# 2012 Sentra Odd Electrical Issues



## mauryfrench (Dec 1, 2017)

Good day everyone, happy to join! 

My 2012 Sentra has been almost perfect since purchase 3 years ago, but showing its age at 116k miles so I will be here a lot I suspect! 

Okay. A week or so ago, the radio screen started bouncing between the day and the night screen. Radio still worked fine. This is still going on.

On Monday of this week while driving home, the VDC light was on, and the car would not go over 20 MPH or 2K RPMs without struggling. I pulled over, turned off the engine, sat for a minute, turned it back on and drove home fine. 

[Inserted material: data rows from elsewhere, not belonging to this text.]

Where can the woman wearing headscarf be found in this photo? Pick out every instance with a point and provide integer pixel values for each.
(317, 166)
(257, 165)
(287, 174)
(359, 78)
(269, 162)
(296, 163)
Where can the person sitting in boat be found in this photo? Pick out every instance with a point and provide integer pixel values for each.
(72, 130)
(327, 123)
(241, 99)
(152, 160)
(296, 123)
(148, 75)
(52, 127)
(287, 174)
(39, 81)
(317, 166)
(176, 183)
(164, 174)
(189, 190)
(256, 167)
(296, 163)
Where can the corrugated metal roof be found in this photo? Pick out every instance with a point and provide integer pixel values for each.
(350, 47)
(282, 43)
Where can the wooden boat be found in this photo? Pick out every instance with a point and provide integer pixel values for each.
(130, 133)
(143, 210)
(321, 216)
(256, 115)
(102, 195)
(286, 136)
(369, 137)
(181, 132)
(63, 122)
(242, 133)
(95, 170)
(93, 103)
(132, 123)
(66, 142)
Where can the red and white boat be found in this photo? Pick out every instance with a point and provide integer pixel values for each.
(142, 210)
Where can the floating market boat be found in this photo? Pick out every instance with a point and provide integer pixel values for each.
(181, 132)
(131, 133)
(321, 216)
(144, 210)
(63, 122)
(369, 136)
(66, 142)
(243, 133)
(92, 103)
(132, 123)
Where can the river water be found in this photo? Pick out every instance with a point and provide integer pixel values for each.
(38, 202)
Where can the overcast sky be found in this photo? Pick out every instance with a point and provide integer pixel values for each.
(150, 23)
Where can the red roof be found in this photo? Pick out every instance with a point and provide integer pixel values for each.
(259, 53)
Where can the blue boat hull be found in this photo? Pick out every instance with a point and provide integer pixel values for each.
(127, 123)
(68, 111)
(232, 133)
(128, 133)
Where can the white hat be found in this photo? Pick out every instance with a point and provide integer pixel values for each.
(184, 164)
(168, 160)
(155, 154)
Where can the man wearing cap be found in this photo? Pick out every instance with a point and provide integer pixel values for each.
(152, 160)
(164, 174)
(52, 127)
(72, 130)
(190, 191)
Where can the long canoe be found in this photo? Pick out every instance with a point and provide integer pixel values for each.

Last night and this morning, it drives fine unless I turn the lights on, then the engine starts to slow down and will not accelerate until I turn the lights off, and it is fine again. 

A little history; it did something similar back in April on a road trip; started decelerating on the freeway. We pulled off, got a drink and a snack, started it up again and it was fine. 

Right now I know it needs a Mass Air Flow Sensor; the light came on a couple of weeks ago. I cleaned it per recommendation at Oreillys and it was fine for a week or so, then light back on with same code. I have one ordered and will change today.

Are you mixed up yet? I am hoping the MAFS and a good battery post cleaning will help, but somehow I doubt it. Ideas?

thanks,
Maury


----------



## mauryfrench (Dec 1, 2017)

As a quick follow up, yes, I have ordered a scanner so I am not dependent on OReilly's, and to see if there is a code hiding behind the MAFS code. Should be here tomorrow.


----------



## mauryfrench (Dec 1, 2017)

I wanted to follow up on my problem. I took it to the shop, and it was the battery. Even though i tested it with a voltmeter and a cheap little tester and it had voltage, it apparently was failing under a load. Thus, it was causing all these weird problems. I sure liked the good old days when a battery either worked or it didn't, not all these in between conditions.


----------



## Car guy (Mar 31, 2016)

Thanks for letting folks know. Yes, batteries can show good V and not have sufficient As.


----------